Singapore has pledged to spend S$9 billion on health care and other benefits for the elderly in a so-called Pioneer Generation Package for about 450,000 citizens who were at least 16 years old in 1965, when the country gained independence.

About one fifth of Singapore’s employees over 55 work part time, such as Margaret Lee, who retrained after retiring from a childcare centre to work two days a week at a school cafeteria.

“It gives me something useful to do, and some extra money to spend,” said Lee, 62, whose husband is retired. Working part time allows her to help look after her grandchildren while their parents are at work.

By 2020, more than a third of Singapore’s population will be over 50, and by 2050 the nation’s median age will be 54, according to the committee on older workers, which includes representatives from government, business and trade unions.

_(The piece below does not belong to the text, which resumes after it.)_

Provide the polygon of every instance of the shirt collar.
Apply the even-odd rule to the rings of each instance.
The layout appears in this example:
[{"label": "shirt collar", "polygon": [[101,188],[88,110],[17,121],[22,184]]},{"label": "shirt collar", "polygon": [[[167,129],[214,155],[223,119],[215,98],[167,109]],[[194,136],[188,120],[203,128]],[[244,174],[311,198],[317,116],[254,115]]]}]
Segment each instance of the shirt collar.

“It has become essential to hire older workers because of the ageing population,” said Angelina Toh, co-founder of AJA Enterprises, which adapts buildings to withstand bomb blasts. She said her company employs them in supervisory and marketing roles where they adjust better than foreign workers. “They’re more mature emotionally, more independent,” Toh said.

Singaporean men live more than 20 years beyond the official retirement age on average and women 25 years, the longest out of the 68 countries in the Global Sunset Index released by Bloomberg Rankings in 2013. While retirees can draw from their pension savings at 55, at least S$155,000 must be kept in the account to provide a steady income stream.

Only one in five Singapore investors is confident their pension accounts will meet their retirement needs, with 47 per cent indicating the savings will be insufficient, according to a survey released in August by Toronto-based insurer Manulife Financial.

Auntie Helen says the money from her job in the food court covers her daily expenses and she enjoys chatting with her younger colleagues.

“What else is there for me to do, watch TV?” she said. “I was getting bored at home.”